Reputation: 51
I'm trying to write an HTML to BBCode converter, but being a complete newb in XSL I need help breaking the ice. Here's what I've got so far:
<xsl:stylesheet version="1.0" xmlns:xsl="http://www.w3.org/1999/XSL/Transform" encoding="UTF-8">
<xsl:output method="text" omit-xml-declaration="yes" indent="no" encoding="UTF-8"/>
<xsl:template match="h1|h2|h3|h4">[h]<xsl:apply-templates/>[/h]</xsl:template>
<xsl:template match="b|strong">[b]<xsl:apply-templates/>[/b]</xsl:template>
<xsl:template match="i|em">[i]<xsl:apply-templates/>[/i]</xsl:template>
<xsl:template match="u">[u]<xsl:apply-templates/>[/u]</xsl:template>
<xsl:template match="br"> </xsl:template>
<xsl:template match="p"> <xsl:apply-templates/> </xsl:template>
<xsl:template match="img">[img]<xsl:value-of select="@src"/>[/img]</xsl:template>
<xsl:template match="a">[url="<xsl:value-of select="@href"/>"]<xsl:apply-templates/>[/url]</xsl:template>
<xsl:template match="style|script"></xsl:template>
</xsl:stylesheet>
How would you match <a>
that have a specific keyword in href
and remove those nodes, while keeping others?
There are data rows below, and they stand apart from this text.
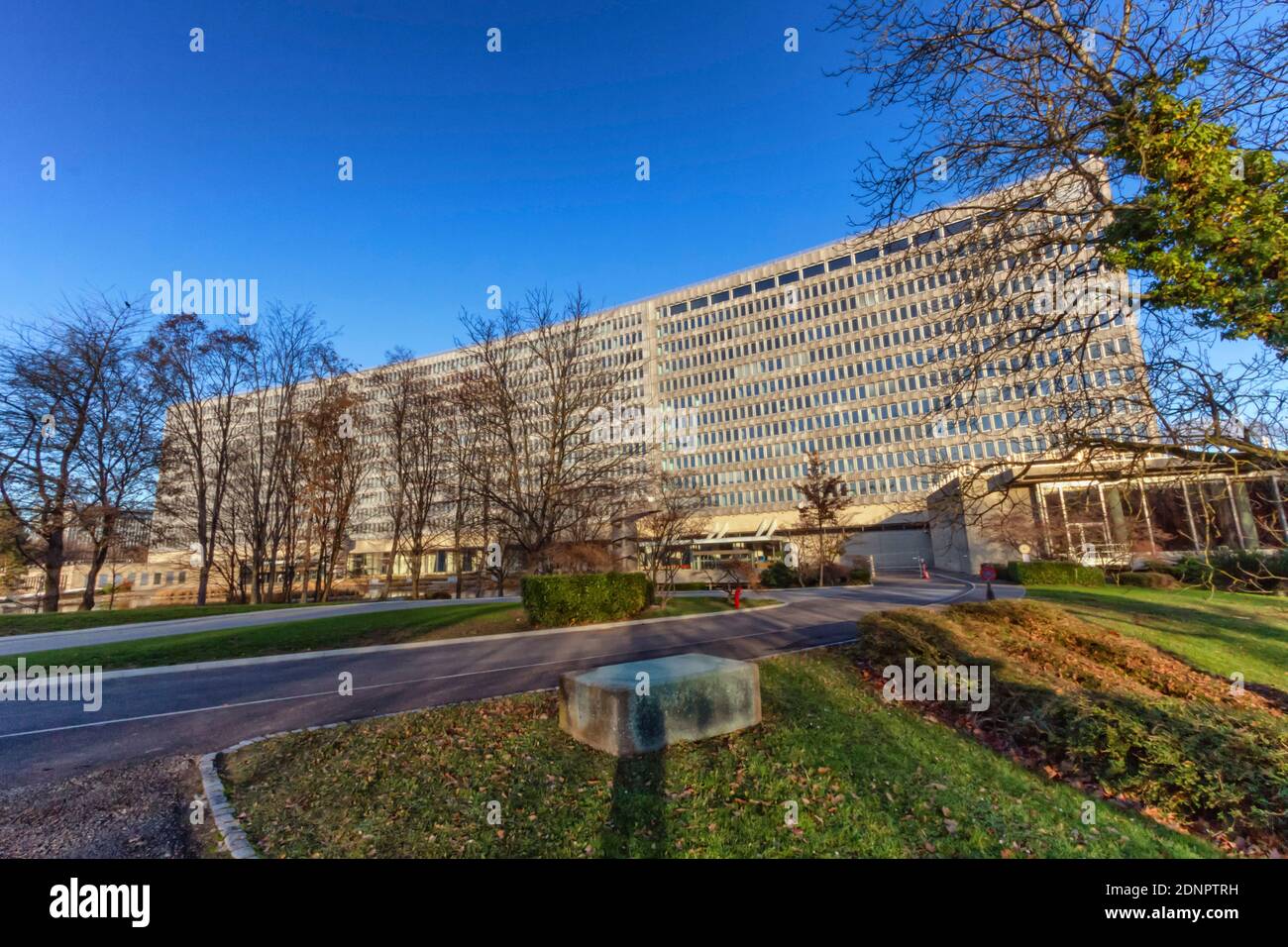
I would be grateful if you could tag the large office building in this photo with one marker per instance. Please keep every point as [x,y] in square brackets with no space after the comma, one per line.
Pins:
[842,350]
[853,350]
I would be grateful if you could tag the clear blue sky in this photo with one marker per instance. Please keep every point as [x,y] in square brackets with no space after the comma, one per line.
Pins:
[471,167]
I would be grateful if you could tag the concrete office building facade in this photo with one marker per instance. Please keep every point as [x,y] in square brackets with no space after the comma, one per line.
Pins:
[838,350]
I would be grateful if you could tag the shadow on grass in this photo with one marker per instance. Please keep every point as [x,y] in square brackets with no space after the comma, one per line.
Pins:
[636,814]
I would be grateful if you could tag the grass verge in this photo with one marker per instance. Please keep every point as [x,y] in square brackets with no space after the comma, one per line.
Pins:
[866,780]
[1216,631]
[1109,711]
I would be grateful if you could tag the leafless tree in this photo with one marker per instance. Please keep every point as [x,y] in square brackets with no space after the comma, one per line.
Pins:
[335,458]
[120,451]
[824,499]
[678,513]
[200,372]
[287,351]
[53,379]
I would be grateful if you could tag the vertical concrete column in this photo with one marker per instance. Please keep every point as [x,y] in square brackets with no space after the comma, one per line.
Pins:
[1189,517]
[625,544]
[1279,508]
[1149,519]
[1241,504]
[1112,499]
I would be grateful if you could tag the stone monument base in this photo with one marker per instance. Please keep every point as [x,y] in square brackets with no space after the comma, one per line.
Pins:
[643,706]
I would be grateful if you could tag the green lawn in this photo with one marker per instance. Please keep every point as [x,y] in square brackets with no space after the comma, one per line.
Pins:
[1219,631]
[465,620]
[867,780]
[67,621]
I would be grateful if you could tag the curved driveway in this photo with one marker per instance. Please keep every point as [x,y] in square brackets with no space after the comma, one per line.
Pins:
[197,709]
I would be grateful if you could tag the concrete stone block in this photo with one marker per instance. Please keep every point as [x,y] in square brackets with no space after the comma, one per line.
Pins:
[642,706]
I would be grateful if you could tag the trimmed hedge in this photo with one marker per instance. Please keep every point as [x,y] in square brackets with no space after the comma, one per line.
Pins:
[1046,573]
[1146,579]
[587,598]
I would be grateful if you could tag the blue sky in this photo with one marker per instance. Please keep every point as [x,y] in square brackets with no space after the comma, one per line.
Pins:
[471,169]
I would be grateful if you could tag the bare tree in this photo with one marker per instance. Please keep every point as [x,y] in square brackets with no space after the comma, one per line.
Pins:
[824,500]
[678,513]
[200,371]
[120,451]
[287,351]
[541,386]
[52,384]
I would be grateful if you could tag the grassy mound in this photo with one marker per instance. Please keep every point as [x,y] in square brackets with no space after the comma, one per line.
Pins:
[831,772]
[1109,710]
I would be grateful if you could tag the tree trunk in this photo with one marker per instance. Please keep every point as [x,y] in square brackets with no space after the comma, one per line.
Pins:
[95,565]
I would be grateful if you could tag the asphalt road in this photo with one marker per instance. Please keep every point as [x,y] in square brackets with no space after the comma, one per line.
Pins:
[198,709]
[106,634]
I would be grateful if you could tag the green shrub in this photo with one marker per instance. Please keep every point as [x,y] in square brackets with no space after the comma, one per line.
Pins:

And then check if those <a>
are empty or not, thus deciding whether to use [url]http://foo[/url]
or [url="http://foo"]bar[/url]
?
For example:
<a href="http://spammycrap.tld">Foo</a>
<a href="http://empty.tld"></a>
<a href="http://okay.tld">Baz</a>
Desired output:
[url]http://empty.tld[/url]
[url="http://okay.tld"]Baz[/url]
Upvotes: 2
Views: 357
Reputation: 243459
This transformation:
<xsl:stylesheet version="1.0" xmlns:xsl="http://www.w3.org/1999/XSL/Transform">
<xsl:output omit-xml-declaration="yes" indent="yes"/>
<xsl:strip-space elements="*"/>
<xsl:template match="a[starts-with(@href, 'http://spammy')]"/>
<xsl:template match="a[not(*|text()[normalize-space(.)])]">
<xsl:text>[url]</xsl:text>
<xsl:value-of select="@href"/>
<xsl:text>[/url]
</xsl:text>
</xsl:template>
<xsl:template match="a">
<xsl:text>[url="</xsl:text>
<xsl:value-of select="@href"/>"]<xsl:text/>
<xsl:value-of select="."/>
<xsl:text>[/url]
</xsl:text>
</xsl:template>
</xsl:stylesheet>
When applied on this XML document:
<html>
<a href="http://spammycrap.tld">Foo</a>
<a href="http://empty.tld"></a>
<a href="http://empty2.tld"> </a>
<a href="http://okay.tld">Baz</a>
</html>
produces the wanted, correct result:
[url]http://empty.tld[/url]
[url]http://empty2.tld[/url]
[url="http://okay.tld"]Baz[/url]
Upvotes: 0
Reputation:
To remove anchors that have an undesired string in their href
attribute, expand your match
XPath expression:
<xsl:template match="a[not(contains(@href,'Foo'))]">...
Foo
could be spammycrap.com
or whatever.
Additionally, you can specify different templates for empty and non empty anchors. So for non empty anchors, you would use:
<xsl:template match="a[not(contains(@href,'Foo')) and not(count(node()) = 0)]">...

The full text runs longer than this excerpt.